While I’m working on having more internal motivation, I still thrive on teachers’ praise. Every “good question” or “that’s correct” or “well done” makes my pride soar and brings a smile to my face. I might not be super athletic or the prettiest girl in the class, but I’ve found my niche in being a student. I’m confident in my role in the classroom – the girl who always sits in the front row and raises her hand regularly – so becoming a tutor to this student seemed like a natural and logical step for me. Yet, looking back, I’m not sure I actually was his best chance at passing. Perhaps I could have been, if I had been more focused on his needs instead of my own desire for praise.

This teacher was one tough cookie, and I wanted to impress him. Make him proud. Have him praise me in front of the whole class. I set to work making worksheets and flashcards in my loopy, flowery cursive. Though English is my one true love affair, I’m not too shabby at biology, and who doesn’t love multicolored neon flashcards? While I understand the importance and usefulness of technology, I’m an old-school girl at heart. I still take handwritten notes and prefer to read from paper copies, so typing the worksheets was never an option for me.

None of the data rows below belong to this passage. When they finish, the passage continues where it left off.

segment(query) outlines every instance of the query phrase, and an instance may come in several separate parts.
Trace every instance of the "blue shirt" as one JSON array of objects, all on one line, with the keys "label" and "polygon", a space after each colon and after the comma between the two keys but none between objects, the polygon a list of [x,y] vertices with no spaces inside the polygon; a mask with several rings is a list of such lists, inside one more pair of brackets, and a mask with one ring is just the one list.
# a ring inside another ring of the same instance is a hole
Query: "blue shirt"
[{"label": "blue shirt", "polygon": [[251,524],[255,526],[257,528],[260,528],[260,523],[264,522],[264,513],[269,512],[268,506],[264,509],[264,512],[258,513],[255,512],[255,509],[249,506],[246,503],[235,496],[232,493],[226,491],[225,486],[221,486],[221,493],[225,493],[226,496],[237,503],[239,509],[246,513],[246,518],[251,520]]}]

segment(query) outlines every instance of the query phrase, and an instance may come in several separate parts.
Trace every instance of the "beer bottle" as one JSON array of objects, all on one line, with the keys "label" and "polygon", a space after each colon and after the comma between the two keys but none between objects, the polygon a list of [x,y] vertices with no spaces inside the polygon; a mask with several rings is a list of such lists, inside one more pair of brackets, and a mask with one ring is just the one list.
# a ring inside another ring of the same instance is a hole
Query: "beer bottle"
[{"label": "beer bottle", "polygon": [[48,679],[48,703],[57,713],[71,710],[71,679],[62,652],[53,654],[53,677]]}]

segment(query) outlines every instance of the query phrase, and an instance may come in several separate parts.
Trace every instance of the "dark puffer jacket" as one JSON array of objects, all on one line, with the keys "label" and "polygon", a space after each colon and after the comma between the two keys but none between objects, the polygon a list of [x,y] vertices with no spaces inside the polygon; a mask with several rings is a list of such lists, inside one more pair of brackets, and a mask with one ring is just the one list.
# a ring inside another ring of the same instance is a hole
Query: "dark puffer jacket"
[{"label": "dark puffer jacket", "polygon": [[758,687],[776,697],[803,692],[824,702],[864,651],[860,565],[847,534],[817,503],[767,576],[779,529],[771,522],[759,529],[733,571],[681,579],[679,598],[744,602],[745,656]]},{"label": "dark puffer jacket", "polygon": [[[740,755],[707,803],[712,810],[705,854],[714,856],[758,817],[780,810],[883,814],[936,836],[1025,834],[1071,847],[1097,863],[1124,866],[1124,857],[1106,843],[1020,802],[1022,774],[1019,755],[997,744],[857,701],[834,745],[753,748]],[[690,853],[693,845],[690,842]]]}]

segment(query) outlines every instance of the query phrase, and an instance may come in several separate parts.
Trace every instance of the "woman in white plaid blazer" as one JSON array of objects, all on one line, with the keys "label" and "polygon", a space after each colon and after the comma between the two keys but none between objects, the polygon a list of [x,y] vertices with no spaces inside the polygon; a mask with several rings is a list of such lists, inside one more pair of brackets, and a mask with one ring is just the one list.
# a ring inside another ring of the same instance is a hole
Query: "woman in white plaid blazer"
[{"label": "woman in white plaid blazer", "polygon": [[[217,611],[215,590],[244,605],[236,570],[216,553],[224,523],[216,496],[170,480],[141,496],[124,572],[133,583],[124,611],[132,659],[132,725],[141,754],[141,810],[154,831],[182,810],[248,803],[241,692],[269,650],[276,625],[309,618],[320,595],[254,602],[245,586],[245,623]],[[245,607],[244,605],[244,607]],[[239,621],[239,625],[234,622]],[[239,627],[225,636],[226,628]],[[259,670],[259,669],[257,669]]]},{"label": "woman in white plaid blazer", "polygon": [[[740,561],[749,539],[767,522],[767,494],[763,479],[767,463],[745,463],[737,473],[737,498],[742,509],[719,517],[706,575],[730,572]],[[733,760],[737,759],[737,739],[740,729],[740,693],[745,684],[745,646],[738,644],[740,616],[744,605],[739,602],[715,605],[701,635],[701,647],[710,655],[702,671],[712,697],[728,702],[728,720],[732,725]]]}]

I was ready. I was going to make this student pass the next exam if it killed me (or him). Make. Not help. I was the commander and the power felt good. I came armed with resources and pages of painstakingly-made worksheets. This was my time to shine. Finally, this teacher would be proud of me, and on a secondary note, this student would pass biology (thanks to me, of course). As soon as we sat down at a table, I laid out my beautiful assortment of activities. I expected the student to be impressed, but I looked up to find a puzzled face and then downturned eyes.

“Kenna, I can’t read cursive.”

He said this quietly, almost in a whisper. My heart sank on the first evening of tutoring, and I’m sure my face didn’t hide my feelings. How could this be? I put in the effort and the time, and it was all for naught. How could this student not know cursive? I thought everyone could read cursive. This is all his fault. He’s wrecked my plans. What the heck am I supposed to do with him now?

“I’m sorry, Kenna.”

Hold on. Wait a minute. My internal speech was angry and unpleasant, but this apology forced me to take a step back. He’s sorry he couldn’t read my cursive? Well, crap. I am a terrible person. This sweet kid is fearful of failing, and I’m upset about some worksheets? I never felt so low. I’m no better than the biology teacher! I’ve become the person I feared, and this student is sorry? This is not what education is supposed to be about.

As a student, I swore I would never be like the biology teacher. As a preservice teacher, I find myself more sympathetic. He was a product of his time, just as I will be. His education was more teacher-centric than student-centric, and I cannot fault him for aligning his practice with the way he was taught to control a classroom. I was not expected to do anything extra to help this student. I engaged in traditional practice without considering what would be most effective in helping the student. I cannot blame the biology teacher for this. My focus on traditional pedagogy comes from years of schooling that taught me there is only one way to teach, and that way includes endless worksheets and flashcards.

Some days I am convinced I do not deserve the goodness in my students. This specific student reminded me that teaching is not about impressing others (even intimidating biology teachers). The student I saw as just another rung on the ladder to achievement unintentionally humbled me. He was also a reminder that a teacher’s humanity must precede her content, and a skilled teacher enables the humanity of herself and her students to come through the content. If we forget that we are teaching students, not statistics, we have already failed.

Kenna Krier is an English-Teaching candidate at the University of Northern Iowa.  She looks forward to student teaching in spring 2019.